Grace Speare wrote in a time when ideas about positive thinking and self-improvement were spreading through popular culture. She was part of a wave of writers who believed that your inner attitude and your outward actions shape the events and relationships that gather around you. The quote, "The more we give of anything, the more we shall get back," fits that spirit: it sounds like a simple piece of encouragement, but it carries a hopeful view of how the world works.

Speare lived through eras marked by both economic challenge and growing optimism about personal potential. People were looking for guidance on how to build better lives even when large systems felt unstable or distant. In that setting, a focus on what you can give—your work, your kindness, your attention—offered something concrete. It said that you still had power, even without wealth or status. The idea that what you offer will return to you resonated with readers who wanted to believe that effort and goodness had real consequences.

At the same time, this way of thinking was not purely soft or sentimental. It often carried a practical tone: be generous, yes, but also understand that patterns form around your habits. If you repeatedly give value to others, you increase the chance that life will answer you with opportunities, trust, and support.

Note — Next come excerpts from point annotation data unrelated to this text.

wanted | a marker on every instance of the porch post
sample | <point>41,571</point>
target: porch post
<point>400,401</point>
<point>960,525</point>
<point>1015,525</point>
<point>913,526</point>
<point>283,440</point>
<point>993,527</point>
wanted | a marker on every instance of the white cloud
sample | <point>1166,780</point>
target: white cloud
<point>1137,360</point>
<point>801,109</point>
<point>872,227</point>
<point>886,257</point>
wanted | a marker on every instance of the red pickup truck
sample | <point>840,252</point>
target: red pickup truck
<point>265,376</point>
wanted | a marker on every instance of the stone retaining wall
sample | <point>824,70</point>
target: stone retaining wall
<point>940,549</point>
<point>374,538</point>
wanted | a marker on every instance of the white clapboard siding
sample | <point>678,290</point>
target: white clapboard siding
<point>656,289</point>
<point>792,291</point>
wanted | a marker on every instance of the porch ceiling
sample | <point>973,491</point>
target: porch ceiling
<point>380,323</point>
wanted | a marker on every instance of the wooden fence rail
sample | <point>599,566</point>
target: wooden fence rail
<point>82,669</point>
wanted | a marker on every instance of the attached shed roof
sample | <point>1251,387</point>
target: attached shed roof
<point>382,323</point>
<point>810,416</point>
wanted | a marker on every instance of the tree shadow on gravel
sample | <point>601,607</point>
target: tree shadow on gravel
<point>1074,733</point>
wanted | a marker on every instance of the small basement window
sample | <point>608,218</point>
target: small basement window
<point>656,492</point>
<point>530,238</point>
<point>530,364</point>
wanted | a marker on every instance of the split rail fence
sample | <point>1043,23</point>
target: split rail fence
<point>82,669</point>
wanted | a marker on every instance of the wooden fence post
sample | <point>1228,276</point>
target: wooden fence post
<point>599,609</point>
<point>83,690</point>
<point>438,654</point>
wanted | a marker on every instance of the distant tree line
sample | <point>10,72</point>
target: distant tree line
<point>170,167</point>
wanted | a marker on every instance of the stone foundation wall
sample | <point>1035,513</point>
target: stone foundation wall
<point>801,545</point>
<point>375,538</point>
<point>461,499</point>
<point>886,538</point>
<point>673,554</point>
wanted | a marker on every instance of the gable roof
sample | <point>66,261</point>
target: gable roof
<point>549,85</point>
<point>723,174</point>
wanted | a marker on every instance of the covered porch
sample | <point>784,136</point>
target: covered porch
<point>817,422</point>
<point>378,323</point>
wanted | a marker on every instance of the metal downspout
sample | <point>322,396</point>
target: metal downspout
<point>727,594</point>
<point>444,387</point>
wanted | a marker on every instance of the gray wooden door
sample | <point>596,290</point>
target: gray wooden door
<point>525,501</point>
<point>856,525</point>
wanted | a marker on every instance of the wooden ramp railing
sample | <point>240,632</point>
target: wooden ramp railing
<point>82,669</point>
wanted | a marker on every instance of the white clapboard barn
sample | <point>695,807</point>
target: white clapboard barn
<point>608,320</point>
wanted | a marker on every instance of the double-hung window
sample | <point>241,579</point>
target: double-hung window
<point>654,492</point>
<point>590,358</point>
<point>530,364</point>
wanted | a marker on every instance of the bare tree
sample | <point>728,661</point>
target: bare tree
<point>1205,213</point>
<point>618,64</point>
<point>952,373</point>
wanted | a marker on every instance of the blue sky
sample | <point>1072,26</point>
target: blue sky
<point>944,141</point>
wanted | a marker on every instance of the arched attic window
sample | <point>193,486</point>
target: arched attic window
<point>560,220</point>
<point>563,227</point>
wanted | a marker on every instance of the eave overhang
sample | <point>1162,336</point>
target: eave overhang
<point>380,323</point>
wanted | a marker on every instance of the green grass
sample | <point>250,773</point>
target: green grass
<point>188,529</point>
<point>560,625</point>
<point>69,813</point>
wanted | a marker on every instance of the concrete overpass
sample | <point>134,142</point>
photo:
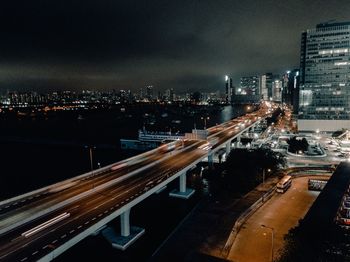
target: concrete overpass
<point>44,223</point>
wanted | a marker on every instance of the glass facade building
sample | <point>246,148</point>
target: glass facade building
<point>325,77</point>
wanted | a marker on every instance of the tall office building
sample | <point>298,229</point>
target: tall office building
<point>249,85</point>
<point>228,86</point>
<point>325,78</point>
<point>266,86</point>
<point>149,92</point>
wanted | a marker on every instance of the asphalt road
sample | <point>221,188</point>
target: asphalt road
<point>281,212</point>
<point>88,210</point>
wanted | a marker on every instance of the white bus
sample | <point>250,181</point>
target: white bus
<point>284,184</point>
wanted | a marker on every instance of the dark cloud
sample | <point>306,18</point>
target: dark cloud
<point>183,44</point>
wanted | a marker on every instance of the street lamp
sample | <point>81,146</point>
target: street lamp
<point>268,170</point>
<point>272,236</point>
<point>205,121</point>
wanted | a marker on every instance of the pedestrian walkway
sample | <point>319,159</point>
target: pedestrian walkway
<point>204,234</point>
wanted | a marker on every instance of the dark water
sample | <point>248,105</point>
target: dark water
<point>37,150</point>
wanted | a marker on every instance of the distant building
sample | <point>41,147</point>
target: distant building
<point>248,91</point>
<point>324,81</point>
<point>277,90</point>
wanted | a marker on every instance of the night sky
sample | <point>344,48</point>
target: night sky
<point>183,44</point>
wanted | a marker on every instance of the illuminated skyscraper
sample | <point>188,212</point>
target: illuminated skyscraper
<point>266,86</point>
<point>325,78</point>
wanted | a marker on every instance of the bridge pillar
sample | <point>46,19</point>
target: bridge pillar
<point>127,236</point>
<point>183,192</point>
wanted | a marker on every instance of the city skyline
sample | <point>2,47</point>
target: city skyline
<point>185,45</point>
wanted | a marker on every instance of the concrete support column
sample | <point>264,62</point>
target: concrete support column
<point>125,223</point>
<point>239,141</point>
<point>210,160</point>
<point>183,183</point>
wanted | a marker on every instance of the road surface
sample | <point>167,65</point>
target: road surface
<point>282,212</point>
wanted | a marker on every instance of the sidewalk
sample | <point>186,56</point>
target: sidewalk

That mixture of idealism and practicality is exactly where this quote sits, and it reflects the emotional climate of the period when such sayings found a wide audience.

About Grace Speare

Grace Speare, who was born in 1901 and died in 1969, was an American writer and teacher of personal development whose work focused on the power of thought, attitude, and action in shaping everyday life. She wrote during the mid-twentieth century, when many people were searching for ways to rebuild, redefine success, and find meaning after wars and economic upheavals. Her books and articles often explored how beliefs and habits influence what you experience, and she encouraged readers to take gentle but consistent responsibility for their inner and outer lives.

Speare is remembered for presenting these ideas in simple, accessible language rather than heavy theory. She spoke to ordinary readers who wanted guidance they could actually use at home, at work, and in their relationships. The quote "The more we give of anything, the more we shall get back" fits neatly inside her broader message. It turns a complex outlook into a short reminder: your generosity, whether emotional, practical, or material, does not vanish; it participates in shaping your future.

Her worldview leaned toward trust in a kind of moral or emotional reciprocity. She believed that when you give with openness rather than fear, you gradually help create a surrounding environment where help, opportunity, and kindness are more likely to reach you. The quote is not just about charity; it is about a way of being in the world that expects your actions to matter, and that quietly insists they do.